Why Could a Tendon Be Used to Replace a Ligament?

Orthopedic surgery frequently requires replacing a damaged ligament, such as the anterior cruciate ligament (ACL) in the knee, to restore joint stability and function. Since a ligament cannot effectively heal itself after a complete rupture, surgeons must use a tissue graft to reconstruct the structure. The most successful and commonly used option is an autograft, tissue harvested from the patient’s own body. The central question is why a tendon, a structure with a seemingly different function, is the ideal biological choice for replacing a ligament. The answer lies in the deep similarities of their microscopic composition and their shared capacity to withstand significant mechanical forces.

Defining the Roles of Tendons and Ligaments

The body contains two primary types of dense, fibrous connective tissue: tendons and ligaments. A tendon’s primary role is to connect muscle to bone, acting as an intermediary to transmit the force generated by muscle contraction, which allows for skeletal movement.
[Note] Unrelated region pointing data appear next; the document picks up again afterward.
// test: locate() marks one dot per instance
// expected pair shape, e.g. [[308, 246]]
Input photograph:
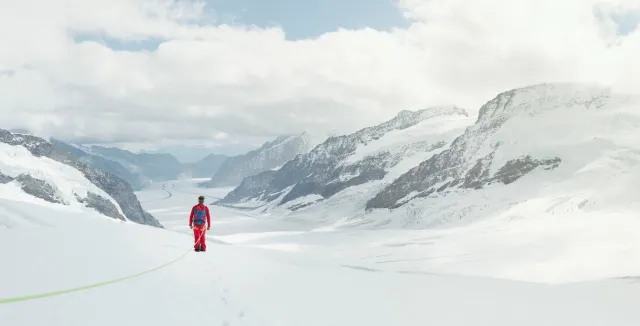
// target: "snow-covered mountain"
[[135, 179], [357, 164], [37, 168], [543, 149], [271, 155], [141, 169], [156, 167], [205, 167]]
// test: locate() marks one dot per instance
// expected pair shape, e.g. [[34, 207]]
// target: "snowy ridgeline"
[[35, 171], [571, 146], [270, 156]]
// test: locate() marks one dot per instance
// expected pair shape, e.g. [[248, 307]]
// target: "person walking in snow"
[[197, 223]]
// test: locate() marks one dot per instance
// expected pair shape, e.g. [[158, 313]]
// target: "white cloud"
[[226, 83]]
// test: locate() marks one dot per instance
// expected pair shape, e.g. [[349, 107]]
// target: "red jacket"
[[200, 207]]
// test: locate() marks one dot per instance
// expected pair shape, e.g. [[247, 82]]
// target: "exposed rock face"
[[331, 167], [39, 188], [117, 188], [136, 180], [270, 156], [102, 205], [155, 167], [468, 162]]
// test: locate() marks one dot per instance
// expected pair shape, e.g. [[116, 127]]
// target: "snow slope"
[[245, 285], [349, 170], [537, 151], [269, 156], [68, 185]]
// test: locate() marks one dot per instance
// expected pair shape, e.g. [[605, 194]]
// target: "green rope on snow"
[[86, 287]]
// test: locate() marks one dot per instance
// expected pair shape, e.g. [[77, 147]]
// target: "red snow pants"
[[199, 236]]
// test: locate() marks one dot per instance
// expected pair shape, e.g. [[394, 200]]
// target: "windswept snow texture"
[[51, 181], [115, 188], [570, 147], [136, 180], [268, 157], [275, 273], [355, 166]]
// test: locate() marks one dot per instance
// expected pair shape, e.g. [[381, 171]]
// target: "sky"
[[229, 75]]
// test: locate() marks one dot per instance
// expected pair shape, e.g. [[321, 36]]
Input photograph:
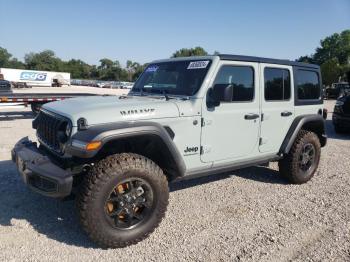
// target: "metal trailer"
[[37, 100]]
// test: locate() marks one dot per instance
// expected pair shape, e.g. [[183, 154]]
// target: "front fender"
[[114, 131]]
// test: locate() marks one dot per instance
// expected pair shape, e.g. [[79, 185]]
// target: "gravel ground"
[[247, 215]]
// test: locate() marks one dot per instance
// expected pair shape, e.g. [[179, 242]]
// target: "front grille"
[[48, 127]]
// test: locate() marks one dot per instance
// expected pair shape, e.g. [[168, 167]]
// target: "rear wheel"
[[339, 129], [301, 163], [123, 200]]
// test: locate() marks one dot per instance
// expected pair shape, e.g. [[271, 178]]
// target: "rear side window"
[[277, 84], [242, 79], [308, 84]]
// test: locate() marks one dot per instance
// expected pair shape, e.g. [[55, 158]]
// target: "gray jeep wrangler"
[[183, 117]]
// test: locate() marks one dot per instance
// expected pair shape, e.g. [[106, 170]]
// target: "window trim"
[[232, 65], [302, 102], [290, 84]]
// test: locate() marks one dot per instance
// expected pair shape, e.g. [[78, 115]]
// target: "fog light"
[[93, 145]]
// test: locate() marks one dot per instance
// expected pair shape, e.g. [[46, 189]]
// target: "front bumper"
[[39, 172]]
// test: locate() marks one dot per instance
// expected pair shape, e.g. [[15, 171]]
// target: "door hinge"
[[202, 122], [262, 141]]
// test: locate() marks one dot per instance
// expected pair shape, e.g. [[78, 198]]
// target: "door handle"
[[251, 116], [286, 113]]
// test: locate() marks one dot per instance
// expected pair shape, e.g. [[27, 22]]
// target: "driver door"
[[231, 130]]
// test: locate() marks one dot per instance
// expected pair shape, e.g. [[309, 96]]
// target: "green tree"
[[197, 51], [4, 57], [334, 46], [78, 69], [306, 59], [45, 60]]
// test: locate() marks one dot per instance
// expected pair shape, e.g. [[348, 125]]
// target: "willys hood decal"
[[107, 109]]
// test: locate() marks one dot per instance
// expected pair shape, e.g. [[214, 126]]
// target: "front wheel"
[[122, 200], [301, 163]]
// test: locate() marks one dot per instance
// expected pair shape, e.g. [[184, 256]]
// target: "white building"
[[34, 77]]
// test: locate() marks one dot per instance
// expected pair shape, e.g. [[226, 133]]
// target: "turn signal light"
[[93, 145]]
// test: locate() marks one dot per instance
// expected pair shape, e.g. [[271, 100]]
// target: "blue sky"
[[147, 30]]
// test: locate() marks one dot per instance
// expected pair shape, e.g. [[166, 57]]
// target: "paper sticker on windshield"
[[198, 64], [152, 69]]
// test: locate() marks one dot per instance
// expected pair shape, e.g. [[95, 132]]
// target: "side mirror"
[[219, 93]]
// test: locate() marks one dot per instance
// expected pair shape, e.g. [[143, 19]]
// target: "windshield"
[[176, 78]]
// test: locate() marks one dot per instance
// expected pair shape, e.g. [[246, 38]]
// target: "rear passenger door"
[[277, 105], [231, 130]]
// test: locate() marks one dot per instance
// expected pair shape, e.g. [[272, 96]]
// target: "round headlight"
[[68, 129]]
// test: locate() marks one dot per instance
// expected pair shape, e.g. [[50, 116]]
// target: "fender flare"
[[297, 125], [115, 131]]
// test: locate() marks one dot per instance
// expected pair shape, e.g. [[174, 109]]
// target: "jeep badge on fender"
[[119, 154]]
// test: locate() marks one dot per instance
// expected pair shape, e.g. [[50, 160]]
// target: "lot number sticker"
[[152, 69], [198, 64]]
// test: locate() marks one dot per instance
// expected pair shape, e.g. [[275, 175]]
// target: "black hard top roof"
[[265, 60]]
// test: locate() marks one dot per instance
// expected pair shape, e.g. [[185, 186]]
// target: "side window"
[[277, 84], [242, 80], [308, 85]]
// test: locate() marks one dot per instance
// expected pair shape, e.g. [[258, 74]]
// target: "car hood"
[[108, 109]]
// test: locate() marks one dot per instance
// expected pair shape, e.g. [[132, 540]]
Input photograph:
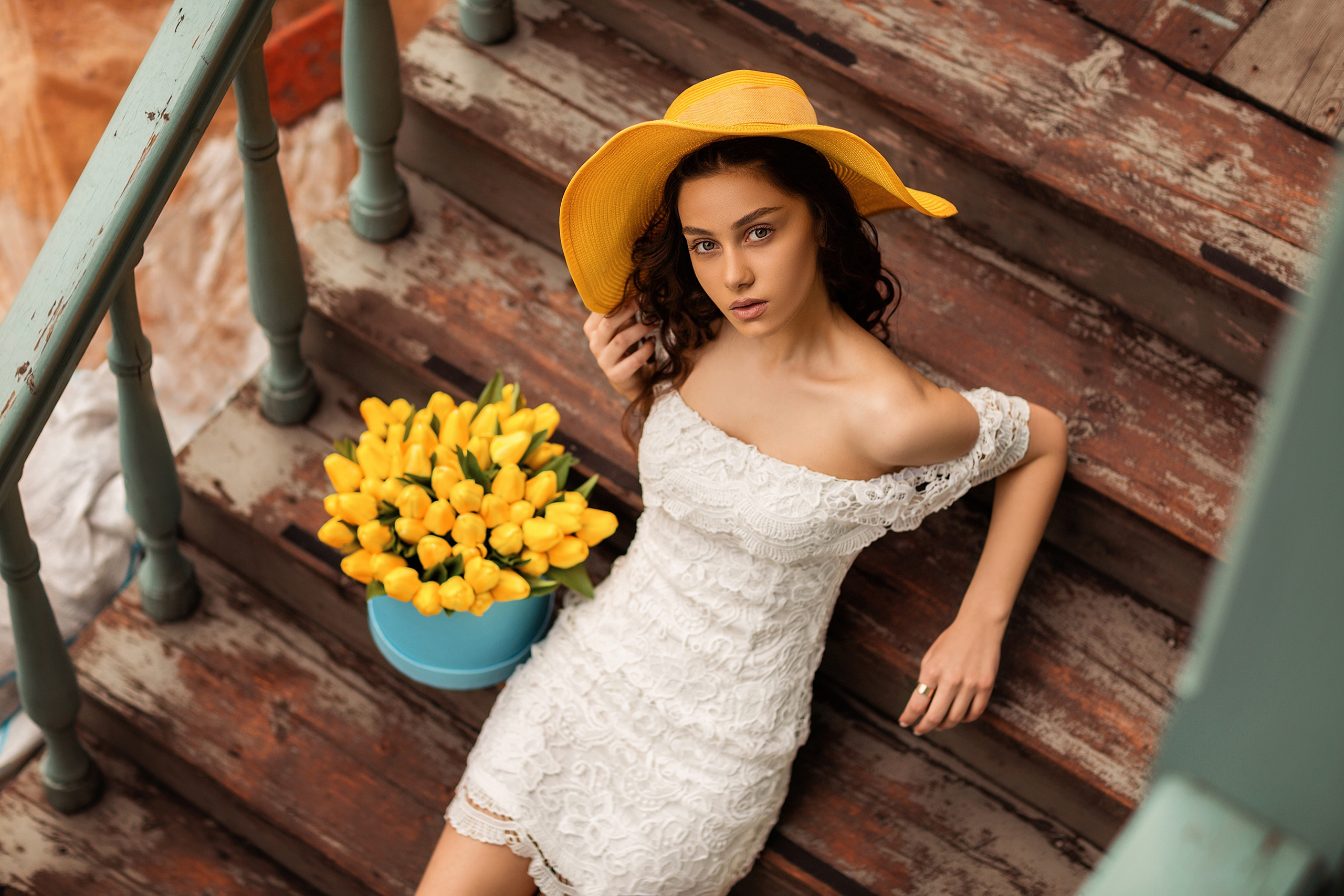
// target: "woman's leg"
[[466, 867]]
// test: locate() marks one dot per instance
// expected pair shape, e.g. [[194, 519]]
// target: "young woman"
[[646, 747]]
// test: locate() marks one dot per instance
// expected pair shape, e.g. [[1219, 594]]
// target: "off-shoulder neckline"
[[752, 449]]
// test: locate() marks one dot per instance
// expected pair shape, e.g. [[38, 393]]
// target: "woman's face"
[[754, 249]]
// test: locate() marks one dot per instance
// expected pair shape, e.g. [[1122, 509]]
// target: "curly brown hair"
[[670, 296]]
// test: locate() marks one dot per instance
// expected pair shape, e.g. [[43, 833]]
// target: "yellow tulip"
[[337, 535], [541, 488], [511, 587], [481, 575], [521, 511], [510, 449], [344, 473], [456, 594], [440, 518], [373, 457], [402, 583], [426, 599], [534, 563], [565, 515], [510, 483], [521, 421], [494, 511], [568, 553], [469, 529], [596, 525], [480, 446], [507, 539], [413, 501], [432, 551], [417, 461], [411, 530], [385, 563], [467, 496], [541, 535], [487, 421], [358, 566], [355, 508], [548, 417], [374, 536]]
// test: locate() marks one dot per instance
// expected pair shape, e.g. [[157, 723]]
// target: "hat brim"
[[613, 195]]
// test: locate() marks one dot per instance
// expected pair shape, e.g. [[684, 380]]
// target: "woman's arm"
[[963, 661]]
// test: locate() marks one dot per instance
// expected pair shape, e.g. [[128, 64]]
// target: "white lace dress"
[[646, 746]]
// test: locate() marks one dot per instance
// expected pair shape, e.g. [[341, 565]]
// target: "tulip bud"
[[565, 516], [596, 525], [521, 421], [541, 488], [456, 594], [337, 535], [426, 599], [548, 417], [487, 421], [432, 551], [373, 457], [344, 473], [510, 449], [402, 583], [481, 575], [541, 535], [511, 587], [411, 530], [534, 563], [521, 511], [494, 511], [469, 529], [444, 479], [480, 446], [358, 566], [385, 563], [568, 553], [510, 483], [440, 518], [374, 536], [401, 409], [467, 496], [507, 539], [413, 501], [355, 508]]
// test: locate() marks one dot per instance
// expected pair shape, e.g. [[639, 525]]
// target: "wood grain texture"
[[136, 841], [1292, 58], [1194, 34]]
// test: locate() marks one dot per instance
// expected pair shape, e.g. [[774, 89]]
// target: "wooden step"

Tendons are built to endure high, unidirectional tensile loads.

In contrast, a ligament connects one bone to another bone across a joint. Its function is to stabilize the joint by limiting excessive or abnormal ranges of motion. Ligaments must primarily resist forces that attempt to pull the bones apart or twist them beyond their functional limits. Although their functions are distinct, their underlying composition allows for a functional interchangeability in a surgical setting.

The Biomechanical Rationale for Substitution

The fundamental reason a tendon can successfully replace a ligament is that both tissues are constructed from nearly identical biological raw materials. Both tendons and ligaments are classified as dense, regular connective tissue, and their dry weight is largely composed of Type I collagen fibers. This specific type of collagen provides tremendous resistance to stretching and tearing, giving both structures their characteristic tensile strength.

While their material composition is similar, their internal organization reflects their function. Tendon collagen fibers are packed into a highly parallel arrangement, optimized to resist the high, straight-line tension from a muscle. Ligament fibers are also generally parallel but feature slightly more interwoven bundles, which allows them to resist multidirectional stresses necessary for joint stability. This subtle difference does not diminish the tendon’s inherent strength, which is often initially stronger than the native ligament it is intended to replace.

The Process of Ligamentization

After a tendon autograft is surgically placed to replace a ligament, it must undergo a profound biological transformation known as “ligamentization.” This process is the key to the long-term success of the reconstruction, as the tendon gradually adapts to its new mechanical and biological environment. The transformation is divided into three main, overlapping phases that can span over a year or more.

Early Necrosis and Healing

The first phase, known as early necrosis, begins immediately after implantation when the central cells of the tendon graft die due to loss of blood supply. Over the next few weeks, the graft’s mechanical strength temporarily decreases significantly as it is biologically weakened by this cell death and the initial remodeling process.

Revascularization and Cellular Repopulation

The second phase involves revascularization and cellular repopulation, which includes the ingrowth of new blood vessels and the migration of new cells into the graft.

Maturation and Remodeling

During the final phase of maturation and remodeling, the graft tissue begins to slowly adopt the microscopic characteristics of a native ligament. The collagen fibers start to reorganize and become less tightly parallel, mimicking the slightly more interwoven structure of a ligament. Full maturation of the graft may take up to two years or longer in human patients.

Common Tendon Sources for Ligament Reconstruction

The selection of a tendon autograft is a balance between obtaining a graft strong enough for reconstruction and minimizing the functional impact on the donor site.

The most common tendons used for ligament replacement are the semitendinosus and gracilis tendons, harvested from the hamstring muscle group on the inside of the thigh. These tendons are often folded multiple times to create a strong, multi-strand graft.

Another frequent source is the central third of the patellar tendon, often harvested with small bone blocks from the kneecap and shinbone, creating a bone-patellar tendon-bone graft. This graft is favored because the bone-to-bone healing at the attachment points can be faster than soft tissue-to-bone integration.

The quadriceps tendon, which connects the large thigh muscle to the kneecap, has also gained popularity as it provides a strong, thick graft with potentially fewer issues at the front of the knee compared to the patellar tendon graft.